Добрался до Екатеринослава, а тут немцы поперли за хлебом. Пришлось уходить. Но от Марины все еще письма были, и я ей писал по-прежнему.
И томились мы так, в невозможности встретиться.
Послал я ей денег и писал:
«Выезжай и добирайся до Москвы».
Но денег она не получила, а последнее письмо от нее пришло в Москву в июне.
«Очень беспокоюся, родной. Деньги твои на почте пропали. Выехать невозможно, а, говорят, с Россией скоро и письма ходить перестанут. Если б ты видел, что тут немцы и белые творят! Но у нас есть надежда. Матросы кой-какие, что попрятались, говорят — скоро красные придут. Жду тебя! Люблю крепко!»
А в июле бросили меня с кавалерийским полком на чехословаков.

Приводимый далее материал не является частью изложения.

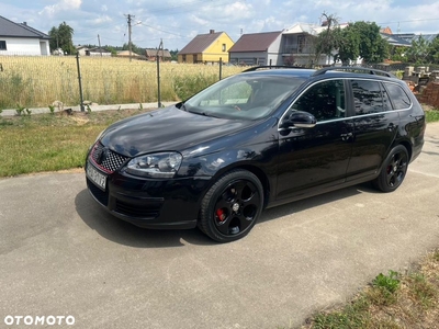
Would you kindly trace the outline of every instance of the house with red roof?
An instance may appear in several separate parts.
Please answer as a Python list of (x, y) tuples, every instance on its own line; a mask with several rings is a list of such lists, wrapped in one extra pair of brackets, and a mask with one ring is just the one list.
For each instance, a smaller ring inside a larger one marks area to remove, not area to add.
[(225, 32), (211, 30), (209, 34), (196, 35), (178, 53), (178, 63), (214, 64), (228, 61), (228, 50), (234, 45)]

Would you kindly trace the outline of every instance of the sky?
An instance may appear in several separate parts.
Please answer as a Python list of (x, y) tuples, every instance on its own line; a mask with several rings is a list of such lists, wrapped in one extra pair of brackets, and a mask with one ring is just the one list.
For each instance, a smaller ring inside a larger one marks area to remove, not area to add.
[[(0, 15), (26, 22), (41, 32), (66, 22), (75, 45), (181, 49), (198, 34), (273, 32), (297, 23), (322, 23), (322, 14), (339, 23), (375, 22), (393, 33), (439, 33), (439, 1), (434, 0), (1, 0)], [(98, 37), (99, 36), (99, 37)]]

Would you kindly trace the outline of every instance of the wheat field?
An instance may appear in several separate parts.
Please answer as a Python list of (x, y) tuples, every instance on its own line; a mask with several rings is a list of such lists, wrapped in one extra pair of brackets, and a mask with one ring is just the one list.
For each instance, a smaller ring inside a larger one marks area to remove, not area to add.
[[(128, 58), (79, 58), (83, 99), (98, 104), (144, 103), (158, 99), (157, 63)], [(162, 101), (178, 101), (219, 79), (219, 66), (160, 63)], [(243, 70), (223, 66), (222, 77)], [(55, 101), (80, 103), (75, 56), (0, 56), (0, 110), (44, 107)]]

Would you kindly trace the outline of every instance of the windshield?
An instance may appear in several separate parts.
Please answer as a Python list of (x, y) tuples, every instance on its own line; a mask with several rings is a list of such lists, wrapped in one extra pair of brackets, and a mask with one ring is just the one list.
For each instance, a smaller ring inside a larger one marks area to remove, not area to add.
[(221, 118), (257, 120), (272, 113), (302, 82), (279, 75), (237, 75), (204, 89), (183, 107)]

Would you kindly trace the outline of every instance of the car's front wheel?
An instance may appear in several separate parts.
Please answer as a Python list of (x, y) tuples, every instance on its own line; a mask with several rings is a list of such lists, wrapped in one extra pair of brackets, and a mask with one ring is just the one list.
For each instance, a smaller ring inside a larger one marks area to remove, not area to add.
[(373, 181), (373, 185), (383, 192), (393, 192), (403, 183), (408, 168), (408, 152), (402, 146), (395, 146), (381, 169), (380, 175)]
[(200, 212), (199, 227), (218, 242), (245, 237), (262, 212), (263, 189), (247, 170), (222, 175), (207, 191)]

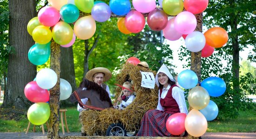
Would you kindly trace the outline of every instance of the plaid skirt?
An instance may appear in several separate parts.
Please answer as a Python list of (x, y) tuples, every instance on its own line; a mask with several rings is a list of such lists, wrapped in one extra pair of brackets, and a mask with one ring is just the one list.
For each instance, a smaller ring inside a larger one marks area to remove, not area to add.
[(156, 109), (150, 109), (144, 115), (137, 136), (171, 136), (165, 123), (171, 114)]

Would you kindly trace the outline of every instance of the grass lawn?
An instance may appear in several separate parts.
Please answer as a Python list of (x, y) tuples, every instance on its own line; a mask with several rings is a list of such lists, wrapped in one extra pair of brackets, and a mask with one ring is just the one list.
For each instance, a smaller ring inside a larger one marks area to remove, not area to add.
[[(66, 116), (69, 131), (71, 132), (80, 132), (81, 125), (78, 121), (79, 113), (77, 111), (76, 107), (68, 107), (66, 109), (67, 109)], [(249, 110), (247, 112), (240, 112), (239, 114), (240, 115), (238, 119), (208, 121), (208, 128), (207, 132), (256, 132), (255, 112)], [(62, 130), (61, 122), (60, 123), (60, 132), (61, 133)], [(28, 120), (26, 116), (24, 116), (19, 121), (1, 119), (0, 120), (0, 132), (25, 132), (28, 123)], [(45, 124), (44, 124), (44, 128), (47, 131)], [(33, 125), (31, 125), (29, 132), (32, 132), (32, 130)], [(67, 131), (66, 129), (65, 131)], [(40, 126), (36, 126), (36, 132), (41, 132), (41, 128)]]

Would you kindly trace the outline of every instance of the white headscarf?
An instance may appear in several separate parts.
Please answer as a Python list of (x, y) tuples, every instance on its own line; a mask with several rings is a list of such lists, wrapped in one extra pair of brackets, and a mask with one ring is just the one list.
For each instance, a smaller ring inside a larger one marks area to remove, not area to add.
[(160, 69), (159, 69), (158, 71), (157, 71), (157, 73), (155, 76), (155, 83), (156, 83), (156, 85), (157, 85), (158, 87), (159, 87), (159, 82), (158, 82), (158, 74), (160, 72), (165, 74), (171, 81), (175, 82), (175, 80), (173, 79), (173, 77), (171, 74), (171, 73), (169, 71), (169, 70), (167, 68), (167, 67), (166, 67), (164, 64), (163, 64), (161, 67), (160, 67)]

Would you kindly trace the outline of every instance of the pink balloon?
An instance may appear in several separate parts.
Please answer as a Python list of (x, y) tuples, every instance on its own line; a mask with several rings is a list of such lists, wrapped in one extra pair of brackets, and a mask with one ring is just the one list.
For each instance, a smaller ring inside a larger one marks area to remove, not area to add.
[(50, 98), (48, 90), (40, 88), (36, 81), (30, 82), (26, 85), (24, 93), (28, 100), (34, 103), (46, 102)]
[(60, 20), (60, 12), (56, 9), (50, 6), (42, 8), (38, 12), (38, 20), (44, 26), (52, 26)]
[(134, 8), (141, 13), (149, 13), (155, 8), (155, 0), (133, 0)]
[(163, 10), (155, 9), (149, 13), (147, 22), (151, 30), (160, 31), (167, 25), (168, 17)]
[(174, 21), (175, 18), (173, 18), (168, 21), (167, 25), (162, 30), (163, 36), (169, 40), (175, 41), (179, 39), (182, 35), (182, 33), (178, 32), (175, 29)]
[(184, 7), (187, 11), (198, 14), (207, 8), (208, 2), (208, 0), (184, 0)]
[(73, 33), (73, 37), (72, 38), (72, 40), (67, 44), (65, 45), (61, 45), (61, 46), (63, 47), (69, 47), (74, 43), (74, 41), (75, 41), (75, 38), (76, 37), (75, 37), (75, 35), (74, 34), (74, 33)]
[(201, 57), (210, 57), (214, 51), (214, 47), (205, 44), (204, 47), (201, 51)]
[(185, 119), (187, 115), (184, 113), (175, 113), (172, 114), (165, 124), (167, 131), (171, 134), (179, 135), (183, 133), (185, 128)]
[(196, 19), (193, 13), (184, 11), (179, 13), (174, 22), (175, 28), (182, 34), (189, 34), (196, 27)]
[(144, 28), (145, 23), (143, 15), (136, 10), (130, 11), (125, 16), (125, 26), (131, 32), (140, 32)]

Потом к Самаре, и все время жадно оглядывался я на Крым.
Весной девятнадцатого года, когда заняли мы Таврию, вымолил я отпуск у командарма.
Неделями в разбитых теплушках, среди мата, вши, тифа, восстаний полз от Уфы до Александровска.
А в Александровске узнал, что наши части уходят из Крыма.
Удалось остаться в южной армии, и покатились мы тогда к Туле.
В ноябре сломался деникинский прибой…
В городишке Змиеве, южней Харькова, слез я с лошади у штаба бригады.
Дерг кто-то за рукав.
— Боря!.. Друг!
Черная загорелая морда, круглые мускульные бугры.
— Колька!.. Марина где?.. Как?..
Из Колиных маслин слезы, как уксус, на куртку.
— Чего ты?.. Что?.. Что с Мариной?.. Да говори же, сатана, не тяни!..
— Умерла Марина!..
Свинцом пахнет смертное слово.
— Когда, отчего?..
— Ноябре… осенью! Тифом! Арестовали ее, скоро выпустили… В тюрьме и заразилась. Трудно мерла, мучилась. А отходить стала — мне сказала: передай Борису, если повидишь…
Из кармана Колиной куртки выглянул замызганный пакет.
Я рванул его, и… вспыхнув искоркой, выпало кольцо.
Мне тридцать один год.
Но я прошел мировую и гражданскую войны и считаю, что теперь мне уже шестьдесят два.
У меня жена. Настоящая женщина!
Very wife!
Я люблю революцию. Ее пламенный ветер носил меня по дорогам бывшей России от Полярного круга до Закавказских теснин.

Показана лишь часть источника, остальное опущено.